Yeah. How important does the system prompt play a role here? You want to, you want to hint the AI with as much of the job as you want to do and kind of constrict the nature of the AI. And so that's why, like at the beginning of that we have, okay, you're an agent, your job is around video games, kind of set the stage for it. And then from there, you've got some tools. You got the ability to go get games with the tool. You got the ability to show games with the tool. And that was it. I mean, that's actually like a really short prompt. I mean, you could be, you could tell it, you know, you got me nice or, you know, you can be spicy and mean if you want that.

Are you like, oh yeah, that's actually something I want to try at some point. Yeah. I would totally put this on a discord bot with Q&A like this. Yeah. Yeah. Quick question. Where are you going to post the link to your code if anywhere? I don't know. I need to talk to the conference organizers about that. Okay.

18. Exploring VectorDB and Embeddings

Short description:

Jack shares his thoughts on VectorDB and embeddings.
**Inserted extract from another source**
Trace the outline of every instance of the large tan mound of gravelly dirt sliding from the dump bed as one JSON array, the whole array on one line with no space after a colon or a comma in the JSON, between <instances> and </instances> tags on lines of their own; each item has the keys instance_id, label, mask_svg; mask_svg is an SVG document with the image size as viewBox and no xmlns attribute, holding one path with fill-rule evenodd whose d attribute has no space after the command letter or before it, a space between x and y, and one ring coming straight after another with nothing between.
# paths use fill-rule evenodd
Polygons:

He highlights the speed of creating embeds in VectorDB, making it ideal for processing a large amount of data. Additionally, he mentions that Postgres and SQLite have built-in vector search capabilities, and some embedding engines like NOMIC allow for customizable precision. Unfortunately, the Q&A session has ended, but Jack receives applause for his presentation.
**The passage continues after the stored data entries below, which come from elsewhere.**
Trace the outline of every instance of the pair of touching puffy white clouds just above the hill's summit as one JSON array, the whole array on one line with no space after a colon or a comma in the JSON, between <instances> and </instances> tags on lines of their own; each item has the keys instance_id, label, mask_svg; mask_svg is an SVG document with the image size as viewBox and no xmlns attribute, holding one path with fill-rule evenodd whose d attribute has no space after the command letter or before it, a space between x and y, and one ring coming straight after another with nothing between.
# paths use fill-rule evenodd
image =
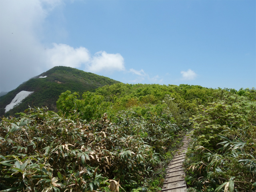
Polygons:
<instances>
[{"instance_id":1,"label":"pair of touching puffy white clouds just above the hill's summit","mask_svg":"<svg viewBox=\"0 0 256 192\"><path fill-rule=\"evenodd\" d=\"M113 72L123 71L124 58L120 54L108 54L100 51L90 55L84 47L73 48L66 44L53 44L53 48L47 49L48 64L53 66L69 66L80 68L85 65L86 72Z\"/></svg>"}]
</instances>

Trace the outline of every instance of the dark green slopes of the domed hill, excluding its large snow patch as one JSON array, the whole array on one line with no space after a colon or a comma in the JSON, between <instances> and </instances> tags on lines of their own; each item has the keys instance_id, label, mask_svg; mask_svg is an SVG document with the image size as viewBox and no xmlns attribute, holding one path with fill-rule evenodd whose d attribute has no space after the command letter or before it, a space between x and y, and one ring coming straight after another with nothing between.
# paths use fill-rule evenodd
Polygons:
<instances>
[{"instance_id":1,"label":"dark green slopes of the domed hill, excluding its large snow patch","mask_svg":"<svg viewBox=\"0 0 256 192\"><path fill-rule=\"evenodd\" d=\"M47 76L47 77L45 77ZM44 77L44 78L42 78ZM84 72L71 67L54 67L38 76L24 82L8 94L0 97L0 116L14 115L23 112L30 106L48 106L56 111L56 101L62 92L70 90L82 94L86 91L94 91L98 87L120 83L108 77L99 76L90 72ZM21 91L34 92L25 98L22 103L5 113L6 105Z\"/></svg>"}]
</instances>

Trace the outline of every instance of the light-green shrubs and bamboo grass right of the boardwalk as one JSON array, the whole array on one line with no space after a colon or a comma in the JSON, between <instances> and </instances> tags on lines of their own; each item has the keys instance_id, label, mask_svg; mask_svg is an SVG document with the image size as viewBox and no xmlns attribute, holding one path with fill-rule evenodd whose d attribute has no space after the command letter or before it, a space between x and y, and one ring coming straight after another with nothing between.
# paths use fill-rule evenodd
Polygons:
<instances>
[{"instance_id":1,"label":"light-green shrubs and bamboo grass right of the boardwalk","mask_svg":"<svg viewBox=\"0 0 256 192\"><path fill-rule=\"evenodd\" d=\"M224 90L191 118L186 181L197 191L255 191L256 102Z\"/></svg>"}]
</instances>

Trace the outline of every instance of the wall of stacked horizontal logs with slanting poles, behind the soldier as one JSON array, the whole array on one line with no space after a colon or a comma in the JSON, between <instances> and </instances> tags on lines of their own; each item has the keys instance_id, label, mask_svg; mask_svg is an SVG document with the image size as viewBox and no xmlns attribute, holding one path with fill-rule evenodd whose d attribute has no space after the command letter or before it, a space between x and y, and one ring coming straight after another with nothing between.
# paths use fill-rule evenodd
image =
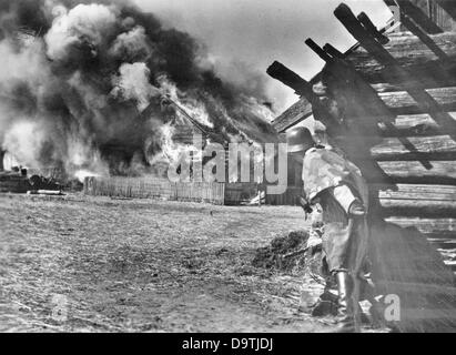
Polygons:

Yeah. We got last couple of minutes left here. So a few more questions, Jack, do you have any thoughts about VectorDB and embeddings versus other tools? Yeah, I like Vector. I won't cope a couple of cool. Yeah. I like vector embeddings. One thing is really neat is that old stuff that I showed the LLMs run locally really slowly, but VectorDB and creating embeds is actually incredibly fast. So if you want, you've got a ton of data you need to crunch through, get those Vector embeds and then pass it on to whatever Pinecone or whatever we're going to do, then the OLAM is a fantastic case for that. Two other things I would say, Postgres, SQLite, it's amazing. They all have vector search built in nowadays, which is pretty cool. I was really impressed by SQLite actually having like vector search built into it. And then also some of the embedding engines, like I think NOMIC is one of them, give you this ability to basically say, well, OK, it's going to give you, I don't know, 4,096 numbers or whatever coming out of this for each one. And you can actually slice as many of those as you want. So if you want like a low precision thing, you might take like the first hundred and twenty eight or 256 and then leave off the rest. And if you want more precision, you just keep more. But of course, that is a tradeoff there between the size of the embed versus the quality of the results. That's really nifty. I can really hear the weeds. Yeah. No, this is great. Unfortunately, we're out of time for the Q&A here. But everyone, one more time, please. A round of applause for Jack. That was fantastic. Thank you, Jack. Thank you.